Gros’ sister Dominique was 14 at the time.

“It was a very special moment for our family,” she said.

RACING THROUGH THE FINISH

The winner of that race was Kalle Palander, of Finland, who also remembers it well.

“Vail is much bigger now than it was at that time,” Palander said. “But, I went to check the bar, The Underground, and it’s still there. It was the same bar where I had a party for my win. We had dinner first with Pepi at the Gramshammer then we went to that bar.”

Palander says he remembers Gros skiing off the slopes and right into his parents’ shop in the finish area.

“Having my parents ski shop right there was awesome,” said Gros. “It was our home, right there. It was 20 feet away from the finish line. I went in, changed, unbuckled my boots, then came back out to take everything in and appreciate what it was.”

It was a well-deserved moment of appreciation for Gros, as getting there wasn’t easy.

“The U.S. Ski Team in the late ’90s was in a very transitional period,” Gros recalls. “We had a small, really young crew of racers and not that much experience. It was a trying period for the U.S. Ski Team. … Some of the funding was changing, and we really had to fight hard for everything. I did pretty well in some early races in Europe and America, so they gave me the chance to do that slalom.”

It was a dream come true for Gros, who was in his mid-20s and had been thinking about the opportunity for a decade, going back to his days as a teenager in Ski Club Vail.

“In ’89 I foreran at the World Championships and that was just a fantastic experience,” Gros said. “We had never been to Europe or seen any of those racers, and you see these guys, Ingemar Stenmark and Marc Girardelli, those guys were gods.”

‘EVERY EVENT PERFECT’

On Wednesday, for the first time in more than a decade, Gros put his racing boots back on for the Korbel Charity Cup. His team ended up finishing runner-up to the USSA team.

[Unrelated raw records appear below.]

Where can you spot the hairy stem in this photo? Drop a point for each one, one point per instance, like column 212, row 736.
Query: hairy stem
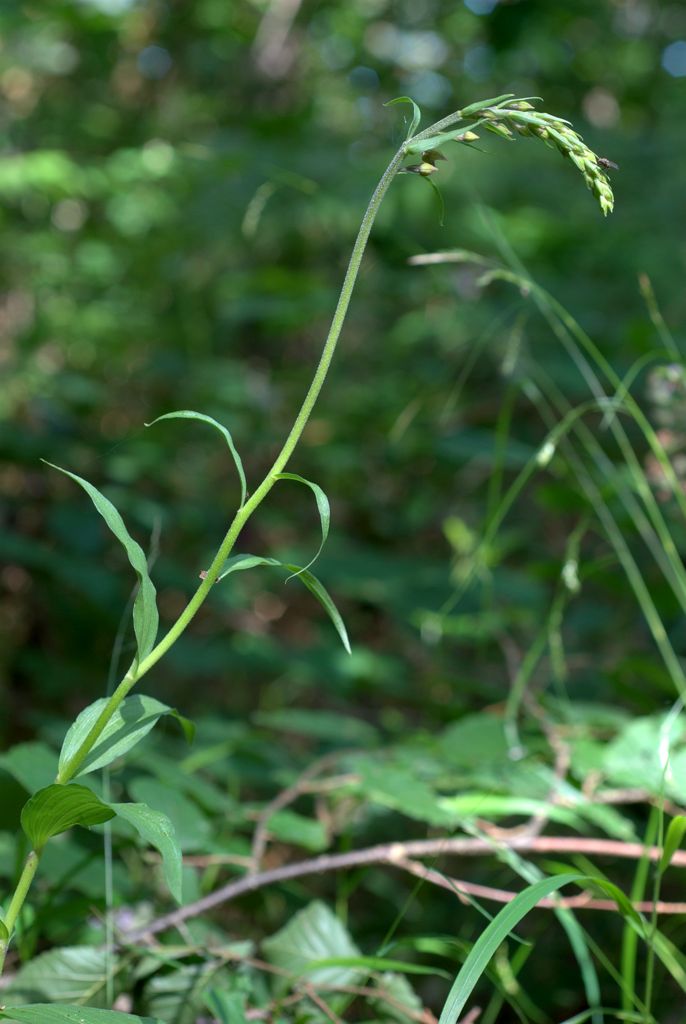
column 244, row 514
column 23, row 887
column 137, row 671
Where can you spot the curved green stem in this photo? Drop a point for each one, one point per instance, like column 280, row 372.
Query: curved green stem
column 137, row 671
column 23, row 887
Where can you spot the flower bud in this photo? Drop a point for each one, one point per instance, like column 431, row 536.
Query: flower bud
column 500, row 129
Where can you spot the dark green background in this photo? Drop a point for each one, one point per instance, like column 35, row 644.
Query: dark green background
column 180, row 186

“Not bad for a guy racing in jeans,” Gros’ teammate ski movie star Chris Anthony said of his performance afterward.

In addition to being reunited with the race course, Gros saw Palander for the first time in years, along with many other friends at the Charity Cup, which raised money for the Vail Valley Foundation and Right To Play, a nonprofit organization that uses playtime activities to educate and empower children and youth to overcome the effects of poverty, conflict and disease in disadvantaged communities.

While he laments the absence of major races in Vail during this World Championships, Gros said he was really impressed with the job the Vail Valley Foundation has done in bringing the biggest event in alpine ski racing back to the U.S.

“They’re doing a great job. Every event has been perfect,” he said.